The specific embodiment
Describe the present invention in detail below in conjunction with embodiment.
Embodiment 1: Aspirin-arginine and pravastatin sodium tablet
Figure DEST_PATH_GDA0000046812970000191
Aspirin-arginine granule 175.53g (take by weighing corn starch 15.96g, add purified water and make starch slurry in right amount, add Aspirin-arginine 159.57g then, abundant mixing, drying is sieved, and promptly) is equivalent to aspirin 81.00g, down together.
Embodiment 2: Aspisol and pravastatin sodium capsule
Figure DEST_PATH_GDA0000046812970000192
Figure DEST_PATH_GDA0000046812970000201
Aspisol granule 161.27g (take by weighing corn starch 14.66g, add purified water and make starch slurry in right amount, add Aspisol 146.61g then, abundant mixing, drying is sieved, and promptly) is equivalent to aspirin 81.00g, down together.
Embodiment 3: Aspirin-arginine and lovastatin tablet
Figure DEST_PATH_GDA0000046812970000202
Embodiment 4: Aspirin-arginine and atorvastatin calcium tablet
Figure DEST_PATH_GDA0000046812970000203
Figure DEST_PATH_GDA0000046812970000211
※ Atorvastatin calcium 10.85g is equivalent to atorvastatin 10.00g.
Embodiment 5: Aspirin-arginine and Rosuvastatin calcium tablet
Figure DEST_PATH_GDA0000046812970000212
Figure DEST_PATH_GDA0000046812970000221
※ rosuvastain calcium 10.40g is equivalent to Rosuvastatin 10.00g.

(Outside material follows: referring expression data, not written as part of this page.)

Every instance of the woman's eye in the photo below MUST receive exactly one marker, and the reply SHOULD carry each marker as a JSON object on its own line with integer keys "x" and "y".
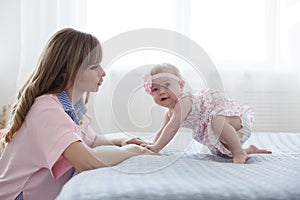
{"x": 154, "y": 90}
{"x": 166, "y": 85}
{"x": 94, "y": 67}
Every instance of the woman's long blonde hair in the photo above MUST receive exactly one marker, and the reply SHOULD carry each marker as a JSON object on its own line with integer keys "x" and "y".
{"x": 65, "y": 53}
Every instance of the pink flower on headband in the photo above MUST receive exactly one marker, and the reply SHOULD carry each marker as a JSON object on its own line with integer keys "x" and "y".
{"x": 148, "y": 78}
{"x": 148, "y": 83}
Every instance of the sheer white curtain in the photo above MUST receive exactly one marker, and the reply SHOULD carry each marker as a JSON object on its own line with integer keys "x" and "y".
{"x": 39, "y": 20}
{"x": 253, "y": 43}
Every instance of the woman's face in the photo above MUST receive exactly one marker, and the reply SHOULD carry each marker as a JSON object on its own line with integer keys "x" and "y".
{"x": 89, "y": 79}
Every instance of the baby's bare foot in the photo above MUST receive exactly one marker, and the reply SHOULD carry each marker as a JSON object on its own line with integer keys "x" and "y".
{"x": 253, "y": 149}
{"x": 240, "y": 158}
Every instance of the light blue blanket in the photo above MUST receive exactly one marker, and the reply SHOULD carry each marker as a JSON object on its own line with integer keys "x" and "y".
{"x": 195, "y": 174}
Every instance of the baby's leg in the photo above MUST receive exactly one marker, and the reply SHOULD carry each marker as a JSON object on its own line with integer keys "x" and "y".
{"x": 226, "y": 127}
{"x": 252, "y": 149}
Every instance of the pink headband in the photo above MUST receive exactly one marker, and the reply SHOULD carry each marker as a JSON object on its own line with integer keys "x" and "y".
{"x": 148, "y": 79}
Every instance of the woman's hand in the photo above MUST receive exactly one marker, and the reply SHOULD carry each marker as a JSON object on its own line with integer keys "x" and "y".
{"x": 137, "y": 141}
{"x": 136, "y": 149}
{"x": 151, "y": 147}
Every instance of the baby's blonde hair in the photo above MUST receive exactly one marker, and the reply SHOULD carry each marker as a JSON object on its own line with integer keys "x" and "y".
{"x": 166, "y": 68}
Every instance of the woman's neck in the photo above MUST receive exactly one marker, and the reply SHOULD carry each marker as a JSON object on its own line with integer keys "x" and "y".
{"x": 73, "y": 95}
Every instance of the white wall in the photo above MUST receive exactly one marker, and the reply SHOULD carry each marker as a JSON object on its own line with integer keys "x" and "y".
{"x": 10, "y": 47}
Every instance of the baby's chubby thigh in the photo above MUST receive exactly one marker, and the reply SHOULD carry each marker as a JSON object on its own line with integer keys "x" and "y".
{"x": 219, "y": 122}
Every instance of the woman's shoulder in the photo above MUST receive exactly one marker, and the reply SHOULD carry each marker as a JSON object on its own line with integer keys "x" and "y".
{"x": 47, "y": 101}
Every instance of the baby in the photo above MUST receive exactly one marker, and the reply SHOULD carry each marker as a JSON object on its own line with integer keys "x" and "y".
{"x": 217, "y": 122}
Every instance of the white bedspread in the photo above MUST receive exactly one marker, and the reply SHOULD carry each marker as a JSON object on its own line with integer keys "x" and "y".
{"x": 193, "y": 173}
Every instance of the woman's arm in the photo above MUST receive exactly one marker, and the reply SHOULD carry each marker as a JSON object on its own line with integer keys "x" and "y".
{"x": 165, "y": 122}
{"x": 84, "y": 158}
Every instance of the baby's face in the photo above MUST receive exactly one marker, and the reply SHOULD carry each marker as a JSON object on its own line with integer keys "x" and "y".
{"x": 165, "y": 91}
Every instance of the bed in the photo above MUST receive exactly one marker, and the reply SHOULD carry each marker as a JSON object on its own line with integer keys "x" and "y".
{"x": 186, "y": 170}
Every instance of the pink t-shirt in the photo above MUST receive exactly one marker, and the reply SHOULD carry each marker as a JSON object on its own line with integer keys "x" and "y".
{"x": 32, "y": 162}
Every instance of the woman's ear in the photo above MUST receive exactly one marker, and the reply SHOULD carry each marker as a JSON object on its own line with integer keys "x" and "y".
{"x": 181, "y": 84}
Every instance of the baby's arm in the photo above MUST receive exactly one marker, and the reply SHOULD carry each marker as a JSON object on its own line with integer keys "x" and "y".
{"x": 165, "y": 122}
{"x": 171, "y": 127}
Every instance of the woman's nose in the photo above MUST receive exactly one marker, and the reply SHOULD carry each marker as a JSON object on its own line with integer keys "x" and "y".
{"x": 162, "y": 90}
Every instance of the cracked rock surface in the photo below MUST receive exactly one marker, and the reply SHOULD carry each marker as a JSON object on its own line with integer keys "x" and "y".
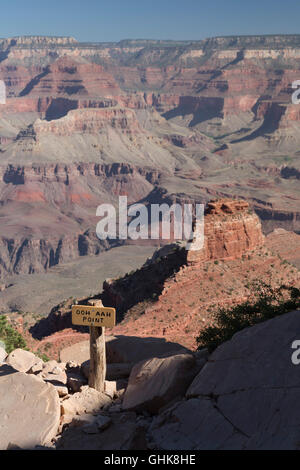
{"x": 29, "y": 411}
{"x": 245, "y": 397}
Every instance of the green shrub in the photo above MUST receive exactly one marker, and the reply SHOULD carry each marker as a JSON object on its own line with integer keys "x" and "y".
{"x": 266, "y": 303}
{"x": 10, "y": 337}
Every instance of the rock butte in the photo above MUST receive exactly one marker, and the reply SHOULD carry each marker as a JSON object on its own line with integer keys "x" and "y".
{"x": 211, "y": 118}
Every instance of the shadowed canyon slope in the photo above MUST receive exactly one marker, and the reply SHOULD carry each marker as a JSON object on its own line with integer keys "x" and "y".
{"x": 156, "y": 120}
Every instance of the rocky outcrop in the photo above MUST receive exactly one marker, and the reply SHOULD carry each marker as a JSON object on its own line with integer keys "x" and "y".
{"x": 159, "y": 381}
{"x": 245, "y": 397}
{"x": 230, "y": 231}
{"x": 22, "y": 361}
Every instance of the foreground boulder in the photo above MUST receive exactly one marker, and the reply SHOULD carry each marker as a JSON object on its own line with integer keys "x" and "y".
{"x": 3, "y": 355}
{"x": 158, "y": 381}
{"x": 22, "y": 360}
{"x": 123, "y": 349}
{"x": 29, "y": 411}
{"x": 88, "y": 400}
{"x": 246, "y": 396}
{"x": 121, "y": 433}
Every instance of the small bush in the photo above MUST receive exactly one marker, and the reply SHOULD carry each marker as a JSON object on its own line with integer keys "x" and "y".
{"x": 266, "y": 303}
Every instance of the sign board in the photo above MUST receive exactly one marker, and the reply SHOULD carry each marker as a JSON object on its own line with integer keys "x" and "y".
{"x": 93, "y": 316}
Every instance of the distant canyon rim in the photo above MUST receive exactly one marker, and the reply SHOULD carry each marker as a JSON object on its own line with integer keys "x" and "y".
{"x": 157, "y": 121}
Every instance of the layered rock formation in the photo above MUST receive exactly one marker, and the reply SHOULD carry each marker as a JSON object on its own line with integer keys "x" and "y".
{"x": 230, "y": 231}
{"x": 212, "y": 118}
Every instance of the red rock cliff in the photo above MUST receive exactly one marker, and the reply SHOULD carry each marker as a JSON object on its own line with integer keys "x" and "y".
{"x": 230, "y": 230}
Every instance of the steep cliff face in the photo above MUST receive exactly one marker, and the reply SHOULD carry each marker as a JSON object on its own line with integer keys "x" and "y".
{"x": 49, "y": 212}
{"x": 173, "y": 297}
{"x": 212, "y": 118}
{"x": 230, "y": 231}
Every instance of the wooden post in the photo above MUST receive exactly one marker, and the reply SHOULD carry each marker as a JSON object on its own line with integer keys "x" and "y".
{"x": 97, "y": 353}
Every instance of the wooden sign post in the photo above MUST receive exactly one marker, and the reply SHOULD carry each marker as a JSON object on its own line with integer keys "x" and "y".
{"x": 97, "y": 318}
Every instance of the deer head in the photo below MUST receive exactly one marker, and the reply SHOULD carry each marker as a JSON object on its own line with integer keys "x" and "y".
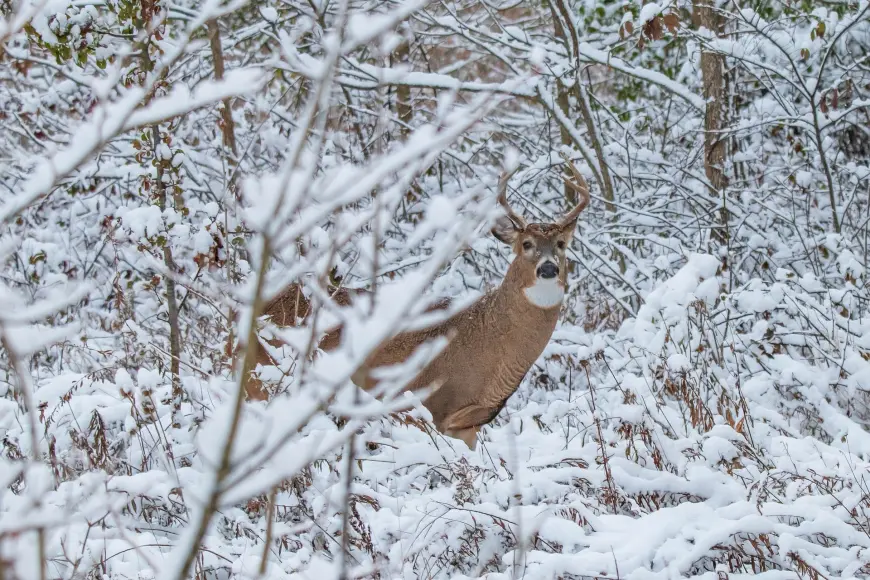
{"x": 540, "y": 267}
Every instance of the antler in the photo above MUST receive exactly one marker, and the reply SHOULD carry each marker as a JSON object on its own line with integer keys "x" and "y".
{"x": 517, "y": 219}
{"x": 580, "y": 187}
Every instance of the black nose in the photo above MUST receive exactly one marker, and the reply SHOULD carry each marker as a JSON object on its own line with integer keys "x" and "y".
{"x": 548, "y": 270}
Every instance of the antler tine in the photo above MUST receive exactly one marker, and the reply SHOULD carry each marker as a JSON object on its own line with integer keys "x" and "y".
{"x": 580, "y": 187}
{"x": 502, "y": 199}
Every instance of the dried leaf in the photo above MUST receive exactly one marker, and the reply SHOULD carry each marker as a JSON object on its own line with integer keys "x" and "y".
{"x": 672, "y": 22}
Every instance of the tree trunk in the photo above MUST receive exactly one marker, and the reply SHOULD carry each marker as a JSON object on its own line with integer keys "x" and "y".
{"x": 713, "y": 78}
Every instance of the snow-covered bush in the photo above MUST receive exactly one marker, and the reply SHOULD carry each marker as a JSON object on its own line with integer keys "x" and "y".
{"x": 168, "y": 167}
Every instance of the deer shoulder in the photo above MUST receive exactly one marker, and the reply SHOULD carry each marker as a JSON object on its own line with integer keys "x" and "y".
{"x": 494, "y": 342}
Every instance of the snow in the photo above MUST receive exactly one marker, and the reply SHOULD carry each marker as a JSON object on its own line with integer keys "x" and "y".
{"x": 701, "y": 410}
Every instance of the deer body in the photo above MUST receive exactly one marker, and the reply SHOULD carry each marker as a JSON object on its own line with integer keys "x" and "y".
{"x": 482, "y": 365}
{"x": 492, "y": 343}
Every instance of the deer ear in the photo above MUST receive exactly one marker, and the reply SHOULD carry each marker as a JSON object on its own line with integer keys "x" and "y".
{"x": 505, "y": 230}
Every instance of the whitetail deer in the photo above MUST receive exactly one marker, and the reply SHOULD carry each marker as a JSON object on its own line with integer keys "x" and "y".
{"x": 493, "y": 342}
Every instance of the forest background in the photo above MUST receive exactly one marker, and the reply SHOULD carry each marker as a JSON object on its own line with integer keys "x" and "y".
{"x": 166, "y": 166}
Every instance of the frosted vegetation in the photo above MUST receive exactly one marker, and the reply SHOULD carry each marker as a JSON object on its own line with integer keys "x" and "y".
{"x": 166, "y": 166}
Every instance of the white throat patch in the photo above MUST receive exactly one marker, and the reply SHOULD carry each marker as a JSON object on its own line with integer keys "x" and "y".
{"x": 546, "y": 293}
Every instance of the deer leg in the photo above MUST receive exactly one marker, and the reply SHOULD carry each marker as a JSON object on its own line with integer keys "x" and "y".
{"x": 468, "y": 435}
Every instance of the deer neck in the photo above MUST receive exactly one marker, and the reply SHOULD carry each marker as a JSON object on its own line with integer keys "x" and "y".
{"x": 521, "y": 297}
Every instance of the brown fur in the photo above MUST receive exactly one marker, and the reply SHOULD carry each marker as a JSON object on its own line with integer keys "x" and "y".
{"x": 491, "y": 344}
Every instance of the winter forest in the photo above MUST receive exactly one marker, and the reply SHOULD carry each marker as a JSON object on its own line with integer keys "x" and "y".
{"x": 169, "y": 168}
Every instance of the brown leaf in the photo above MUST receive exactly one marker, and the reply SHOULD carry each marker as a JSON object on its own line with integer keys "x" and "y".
{"x": 653, "y": 29}
{"x": 672, "y": 22}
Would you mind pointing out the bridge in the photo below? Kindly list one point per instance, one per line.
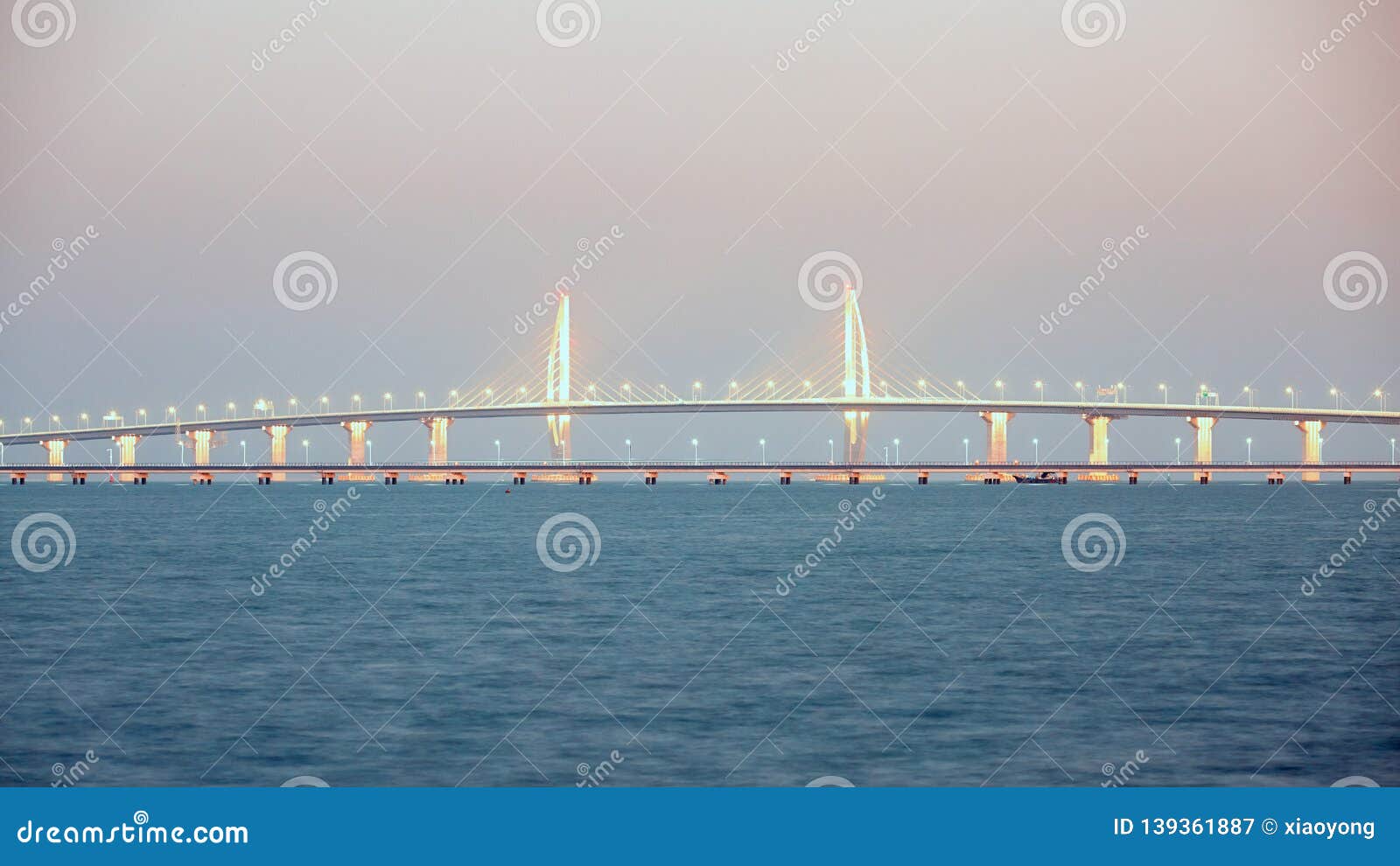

Embodiment 6: Aspirin-arginine and simvastatin capsule
Figure DEST_PATH_GDA0000046812970000222
Embodiment 1~6 preparation method:
(I) the particulate granulation of statins
Step 1, except that binding agent, various solid supplementary materials are crossed 80~120 mesh sieves respectively, standby;
Step 2, binding agent added in purified water or the alcoholic solution make adhesive solution; If in the prescription surfactant is arranged, earlier surfactant is added in purified water or the alcoholic solution, add binding agent again;
Step 3, in granulator, mix statins and (I) in other adjuvants;
Step 4, will mix from the mixture of powders of step 3 with from the solution of step 2 in granulator, the limit edged stirs, and makes suitable soft material, and regulating its pH value in case of necessity is 6.0~9.0, makes wet granular with 16~24 mesh sieves;
Step 5, in drying equipment dried particles, dry back makes moisture or loss on drying meet the preparation requirement with 10~20 mesh sieve granulate at last;
(II), preparation at last
Step 6, in the statins composition granule that step (I) obtains, add other supplementary materials except that lubricant and fluidizer in (II), mixing;
Step 7, with the mill mixture of powders of milling, make it become satisfactory thin sprills;
Step 8, in from the mixture of powders of milling of step 7, add lubricant and fluidizer, and in mixing apparatus such as V-Mixer, trough type mixing machine or three-dimensional movement mixer, mix;
Step 9, use pharmaceutical equipment are pressed into finally mixed granule tablet or are distributed into capsule, make 1000 or 1000, get final product.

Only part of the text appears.